After spooking the market for two quarters with cautious forecasts, Cisco Systems Inc must do more than meet or modestly beat analysts' forecasts to win back investor confidence.
Investors want Chief Executive John Chambers to show the network equipment maker is gaining stability, and fighting off rivals like Hewlett-Packard Co while winning orders for routers and switches despite budget cuts among public sector clients.
Analysts and investors told Reuters they realize achieving all of that may be difficult. However, most were cautious about the quarterly report, due after the market closes on Wednesday, given a fragile recovery in both the U.S. and European economies.
Yet options players traded heavily in Cisco shares this week, showing some were betting the report would lift shares. Some analysts said good news could come in the form of a high dividend, since Chambers has promised a dividend in fiscal 2011, which ends in July, of around 1 to 2 percent.
After closing down 0.2 percent at $21.99 on Tuesday, Cisco shares are still down 10 percent from November 10 when it announced a weak outlook and stoked fears it may be losing market share to competitors like HP and Juniper Networks Inc.
Cisco is one of the technology sector's bellwethers because its customers are broad-based, ranging from small businesses to foreign governments. It will report results for the quarter ending in January rather than December like most of its peers, making the numbers a more current indicator of technology spending.

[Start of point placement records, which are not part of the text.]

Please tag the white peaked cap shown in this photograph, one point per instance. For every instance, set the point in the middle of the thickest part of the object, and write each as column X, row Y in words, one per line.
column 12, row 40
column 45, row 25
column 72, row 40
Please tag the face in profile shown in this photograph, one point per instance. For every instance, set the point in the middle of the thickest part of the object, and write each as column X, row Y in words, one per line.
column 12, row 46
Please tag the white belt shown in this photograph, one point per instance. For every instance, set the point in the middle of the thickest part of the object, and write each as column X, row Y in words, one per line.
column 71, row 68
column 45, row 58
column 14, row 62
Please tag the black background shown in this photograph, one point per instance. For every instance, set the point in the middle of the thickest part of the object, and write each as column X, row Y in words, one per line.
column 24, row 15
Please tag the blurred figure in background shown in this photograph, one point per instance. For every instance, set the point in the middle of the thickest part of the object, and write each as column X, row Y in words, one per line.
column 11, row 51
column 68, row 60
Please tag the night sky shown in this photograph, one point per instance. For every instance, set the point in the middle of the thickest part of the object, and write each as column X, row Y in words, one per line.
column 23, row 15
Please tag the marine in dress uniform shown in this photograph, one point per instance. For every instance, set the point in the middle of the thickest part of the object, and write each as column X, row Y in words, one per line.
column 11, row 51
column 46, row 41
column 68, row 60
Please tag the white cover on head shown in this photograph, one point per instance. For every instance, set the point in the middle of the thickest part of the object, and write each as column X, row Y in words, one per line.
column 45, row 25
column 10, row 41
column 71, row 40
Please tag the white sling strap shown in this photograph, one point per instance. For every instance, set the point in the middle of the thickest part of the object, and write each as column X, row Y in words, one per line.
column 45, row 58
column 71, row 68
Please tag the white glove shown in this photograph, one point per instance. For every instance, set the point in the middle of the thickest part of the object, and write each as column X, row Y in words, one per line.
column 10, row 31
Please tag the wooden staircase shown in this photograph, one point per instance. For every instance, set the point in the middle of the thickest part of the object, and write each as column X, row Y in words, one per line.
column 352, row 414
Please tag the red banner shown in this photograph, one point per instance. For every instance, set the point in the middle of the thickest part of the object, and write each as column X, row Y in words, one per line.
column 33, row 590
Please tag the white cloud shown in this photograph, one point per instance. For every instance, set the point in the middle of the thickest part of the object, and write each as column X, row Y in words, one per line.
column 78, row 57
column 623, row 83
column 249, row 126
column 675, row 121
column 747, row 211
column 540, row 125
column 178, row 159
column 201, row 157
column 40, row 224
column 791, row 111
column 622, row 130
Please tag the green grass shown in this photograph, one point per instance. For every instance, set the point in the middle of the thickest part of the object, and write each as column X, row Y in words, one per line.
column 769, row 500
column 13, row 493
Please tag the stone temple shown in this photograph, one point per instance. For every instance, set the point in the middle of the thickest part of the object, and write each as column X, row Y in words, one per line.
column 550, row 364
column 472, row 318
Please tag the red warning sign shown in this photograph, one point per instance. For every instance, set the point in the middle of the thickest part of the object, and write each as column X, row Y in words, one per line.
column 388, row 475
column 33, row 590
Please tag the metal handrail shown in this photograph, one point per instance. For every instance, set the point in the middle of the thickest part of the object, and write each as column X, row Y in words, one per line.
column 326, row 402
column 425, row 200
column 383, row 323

Chambers, one of Silicon Valley's longest-serving executives, is considered a good reader of industry trends. He was one of the first tech executives to flag the impact of the financial meltdown on the sector in late 2007.
He is credited for leading the company's rapid growth through aggressive sales strategies and acquisitions. Since he became CEO in 1995, Cisco has grown from a company with $1.2 billion in annual revenue to around $40 billion.
However, recently disappointing quarterly announcements have raised concerns that while Cisco remains the top manufacturer of routers and switches, its growth may be slowing.
In addition to longtime industry rivals like Juniper and Alcatel-Lucent SA, Cisco faces new ones such as China's Huawei Technologies Co Ltd and HP.
Cisco and HP were former resale partners, but turned rivals after Cisco in 2009 unveiled plans to enter HP's territory of data center servers. HP in turn challenged Cisco by buying network equipment maker 3Com for around $3 billion.
Analysts say the increasing competition could be hurting Cisco's gross margins.
Cisco is in somewhat of a defensive position in certain product lines and we've observed some pricing action, said RBC Capital Markets analyst Mark Sue.
Analysts on average expect fiscal second-quarter revenue of around $10.23 billion, up 4 percent year-over-year but down 5 percent sequentially, according to Thomson Reuters I/B/E/S. They forecast quarterly earnings, excluding special items, of 35 cents per share.